5. Shared Mobility Services
COVID- 19 has caused the shared economy sector to plummet. The sector that oversaw high double-digit growth in 2018, is now experiencing minimal growth in the first six months of 2020. Shortage of driver-partners and the changing regulations have made it difficult for the sector.
Until a vaccine is developed, the shared mobility modes, especially those involving ride-hailing and short-distance rentals are likely to see lower ridership.
Conclusion and Recommendations
A global recession seems inevitable in light of the existing scenarios. The Indian economy was already in a dire state before Covid-19 struck. In this backdrop of the declining economic situation due to coronavirus, the Indian industries have to bear the severe economic burden and serious consequences. But the severity and duration of this decline will depend on the effectiveness of the steps taken to prevent the spread of the virus, the impact of the government policies to mitigate liquidity problems in small and medium-sized enterprises and the support provided to families under financial pressure.
It is being estimated that the eventual damage brought down by these disruptions to the economy will be significantly worse in days to come. On the demand side, the income support required needs to be balanced by the government to ensure that the fiscal situation is under control. While the balance that has been struck so far seems fair, the government still needs to find more scope to support the poor’s incomes.

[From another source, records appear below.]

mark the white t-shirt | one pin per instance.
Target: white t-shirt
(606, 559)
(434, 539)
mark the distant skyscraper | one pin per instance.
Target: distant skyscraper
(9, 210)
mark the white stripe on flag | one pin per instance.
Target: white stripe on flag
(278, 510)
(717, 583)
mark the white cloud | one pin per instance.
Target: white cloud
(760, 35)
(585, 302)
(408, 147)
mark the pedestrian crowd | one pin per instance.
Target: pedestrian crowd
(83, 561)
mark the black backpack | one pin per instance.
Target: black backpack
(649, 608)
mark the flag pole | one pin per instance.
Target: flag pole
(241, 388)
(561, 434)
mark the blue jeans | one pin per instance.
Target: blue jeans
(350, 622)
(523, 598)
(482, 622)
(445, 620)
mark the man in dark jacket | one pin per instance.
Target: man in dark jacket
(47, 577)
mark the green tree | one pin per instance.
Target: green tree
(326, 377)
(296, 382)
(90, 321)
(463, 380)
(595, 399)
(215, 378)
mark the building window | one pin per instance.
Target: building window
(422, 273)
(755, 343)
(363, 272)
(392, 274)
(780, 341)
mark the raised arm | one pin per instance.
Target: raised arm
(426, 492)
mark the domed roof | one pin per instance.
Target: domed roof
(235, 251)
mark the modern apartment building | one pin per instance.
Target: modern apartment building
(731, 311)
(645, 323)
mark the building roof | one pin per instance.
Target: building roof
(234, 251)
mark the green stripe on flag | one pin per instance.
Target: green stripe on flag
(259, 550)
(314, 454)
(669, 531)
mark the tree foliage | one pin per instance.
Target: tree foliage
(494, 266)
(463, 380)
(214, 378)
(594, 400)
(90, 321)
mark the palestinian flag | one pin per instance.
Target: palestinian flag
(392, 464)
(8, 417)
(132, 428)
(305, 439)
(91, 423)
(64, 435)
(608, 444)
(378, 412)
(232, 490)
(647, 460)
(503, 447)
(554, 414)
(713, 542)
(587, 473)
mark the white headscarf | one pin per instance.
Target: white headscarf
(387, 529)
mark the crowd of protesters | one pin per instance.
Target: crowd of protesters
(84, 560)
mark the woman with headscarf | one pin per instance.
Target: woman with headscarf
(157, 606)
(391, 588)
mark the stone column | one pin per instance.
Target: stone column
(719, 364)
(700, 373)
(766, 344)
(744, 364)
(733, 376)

There are two issues that the Government should be deeply concerned about on the basis of priorities. Firstly, to enhance the healthcare facilities and health infrastructure as needed to cope with the pandemic. And secondly, provide the economic assistance and incentive to the current and future establishment of the economy.
The public health crisis needs to be managed by increasing financial support, insurance coverage and using technology solutions. Protection of income and employment, particularly for the most vulnerable parts of society is also essential. This can be done more effectively by implementing direct cash transfer programs with appropriate monitoring and assessment mechanisms and by using the existing digital payment infrastructures.
But this crisis also demonstrates that when faced with an overarching challenge, governments and individuals are capable of strong and swift actions. Given that India is looking to shore up its economy, it is worth reflecting on the other structural steps needed to move to a more sustainable and resilient economy.